YOUR SOLIN GENERATED RECIPE
Creamy Herb-Stuffed Portobello Mushrooms
Roasted portobello mushrooms filled with a savory herb-flecked turkey and Greek yogurt mixture, creating a velvety and satisfying meal.
INGREDIENTS
2 large Portobello mushrooms
4 oz Ground turkey
0.25 cup Plain Greek yogurt
1 oz Feta cheese
1 cup Fresh spinach
1 tsp Olive oil
1 tsp Dried oregano
0.5 tsp Garlic powder
0.25 tsp Sea salt
0.25 tsp Black pepper
1 tbsp Fresh parsley
PREPARATION
Preheat your oven to 400°F and line a baking sheet with parchment paper for easy cleanup.

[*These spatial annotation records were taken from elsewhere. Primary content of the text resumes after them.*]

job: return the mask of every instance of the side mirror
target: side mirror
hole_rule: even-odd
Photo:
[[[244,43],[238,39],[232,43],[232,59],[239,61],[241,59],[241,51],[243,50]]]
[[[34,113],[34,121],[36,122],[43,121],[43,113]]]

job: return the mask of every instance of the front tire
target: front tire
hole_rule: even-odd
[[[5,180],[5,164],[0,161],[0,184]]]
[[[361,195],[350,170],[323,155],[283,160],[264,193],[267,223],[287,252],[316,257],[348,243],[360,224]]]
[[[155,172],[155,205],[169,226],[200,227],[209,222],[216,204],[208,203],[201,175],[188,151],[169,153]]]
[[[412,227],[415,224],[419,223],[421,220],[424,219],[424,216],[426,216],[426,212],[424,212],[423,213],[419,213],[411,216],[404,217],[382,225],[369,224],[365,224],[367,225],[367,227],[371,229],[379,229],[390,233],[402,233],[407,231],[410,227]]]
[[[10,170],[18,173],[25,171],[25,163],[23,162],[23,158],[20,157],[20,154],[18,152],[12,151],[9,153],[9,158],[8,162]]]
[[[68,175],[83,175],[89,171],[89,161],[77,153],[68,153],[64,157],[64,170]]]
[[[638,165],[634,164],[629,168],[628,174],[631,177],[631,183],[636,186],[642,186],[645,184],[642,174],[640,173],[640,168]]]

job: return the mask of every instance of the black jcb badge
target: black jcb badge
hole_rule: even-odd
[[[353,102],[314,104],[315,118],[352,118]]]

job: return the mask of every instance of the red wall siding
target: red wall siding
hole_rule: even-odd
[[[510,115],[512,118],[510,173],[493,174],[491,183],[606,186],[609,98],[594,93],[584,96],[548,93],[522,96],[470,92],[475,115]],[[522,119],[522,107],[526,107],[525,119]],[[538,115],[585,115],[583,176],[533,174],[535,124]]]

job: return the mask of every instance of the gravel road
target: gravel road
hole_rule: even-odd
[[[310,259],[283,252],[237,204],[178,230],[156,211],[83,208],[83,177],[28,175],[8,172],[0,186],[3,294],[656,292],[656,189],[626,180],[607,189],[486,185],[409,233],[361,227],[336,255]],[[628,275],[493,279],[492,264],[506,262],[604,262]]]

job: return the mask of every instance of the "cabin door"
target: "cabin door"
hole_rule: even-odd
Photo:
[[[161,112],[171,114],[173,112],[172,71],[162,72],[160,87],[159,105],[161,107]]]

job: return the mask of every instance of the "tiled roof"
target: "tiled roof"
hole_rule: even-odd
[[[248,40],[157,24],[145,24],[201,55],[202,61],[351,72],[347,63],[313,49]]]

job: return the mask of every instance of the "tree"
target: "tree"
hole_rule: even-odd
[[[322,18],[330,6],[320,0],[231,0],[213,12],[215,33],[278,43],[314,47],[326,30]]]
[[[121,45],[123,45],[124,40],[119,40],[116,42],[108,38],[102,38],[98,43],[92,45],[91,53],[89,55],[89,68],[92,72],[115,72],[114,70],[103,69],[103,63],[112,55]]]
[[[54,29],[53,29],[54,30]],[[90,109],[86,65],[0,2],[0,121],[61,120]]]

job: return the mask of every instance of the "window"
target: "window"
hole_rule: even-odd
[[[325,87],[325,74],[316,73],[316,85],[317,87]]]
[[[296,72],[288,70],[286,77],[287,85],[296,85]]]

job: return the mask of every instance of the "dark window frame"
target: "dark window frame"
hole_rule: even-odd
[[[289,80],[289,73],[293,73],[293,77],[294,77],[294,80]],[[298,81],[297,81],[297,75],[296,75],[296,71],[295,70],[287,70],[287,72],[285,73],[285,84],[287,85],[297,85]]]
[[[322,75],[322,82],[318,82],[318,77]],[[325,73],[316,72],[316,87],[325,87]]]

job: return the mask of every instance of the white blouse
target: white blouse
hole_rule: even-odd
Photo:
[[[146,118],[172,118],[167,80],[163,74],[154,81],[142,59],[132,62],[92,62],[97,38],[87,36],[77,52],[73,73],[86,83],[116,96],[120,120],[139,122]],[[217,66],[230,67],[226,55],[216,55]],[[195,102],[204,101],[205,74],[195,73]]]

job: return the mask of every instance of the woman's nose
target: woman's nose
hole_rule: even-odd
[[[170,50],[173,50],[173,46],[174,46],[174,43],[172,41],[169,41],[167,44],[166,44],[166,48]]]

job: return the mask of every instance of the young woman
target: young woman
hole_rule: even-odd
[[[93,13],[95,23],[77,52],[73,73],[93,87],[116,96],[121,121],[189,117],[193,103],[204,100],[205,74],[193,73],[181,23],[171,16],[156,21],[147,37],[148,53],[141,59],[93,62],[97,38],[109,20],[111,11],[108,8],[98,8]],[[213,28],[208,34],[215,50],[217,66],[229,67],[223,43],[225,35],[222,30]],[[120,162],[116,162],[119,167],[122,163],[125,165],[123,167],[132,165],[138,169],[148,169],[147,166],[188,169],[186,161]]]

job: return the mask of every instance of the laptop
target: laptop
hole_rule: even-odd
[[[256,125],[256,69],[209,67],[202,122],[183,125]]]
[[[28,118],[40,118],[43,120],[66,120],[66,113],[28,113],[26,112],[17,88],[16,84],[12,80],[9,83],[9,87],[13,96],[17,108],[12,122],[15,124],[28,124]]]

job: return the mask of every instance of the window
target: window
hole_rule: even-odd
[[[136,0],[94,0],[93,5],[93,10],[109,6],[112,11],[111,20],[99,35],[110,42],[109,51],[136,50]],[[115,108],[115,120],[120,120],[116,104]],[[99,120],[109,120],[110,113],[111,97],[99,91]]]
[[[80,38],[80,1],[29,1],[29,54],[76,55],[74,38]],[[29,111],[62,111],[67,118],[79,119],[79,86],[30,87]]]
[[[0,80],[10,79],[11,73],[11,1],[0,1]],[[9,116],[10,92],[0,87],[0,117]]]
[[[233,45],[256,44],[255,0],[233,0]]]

Gently wipe the portobello mushrooms clean with a damp cloth, remove the stems, and brush the outsides with olive oil.
In a medium skillet over medium-high heat, cook the ground turkey until fully browned and no longer pink.
Add the fresh spinach to the skillet and sauté for 1-2 minutes until it is completely wilted.
Remove the skillet from the heat and stir in the Greek yogurt, feta cheese, dried oregano, garlic powder, sea salt, and black pepper.
Spoon the turkey and herb mixture evenly into the mushroom caps and place them on the prepared baking sheet.
Bake for 15 to 20 minutes until the mushrooms are tender and the filling is heated through.
Sprinkle with freshly chopped parsley before serving for a bright finish.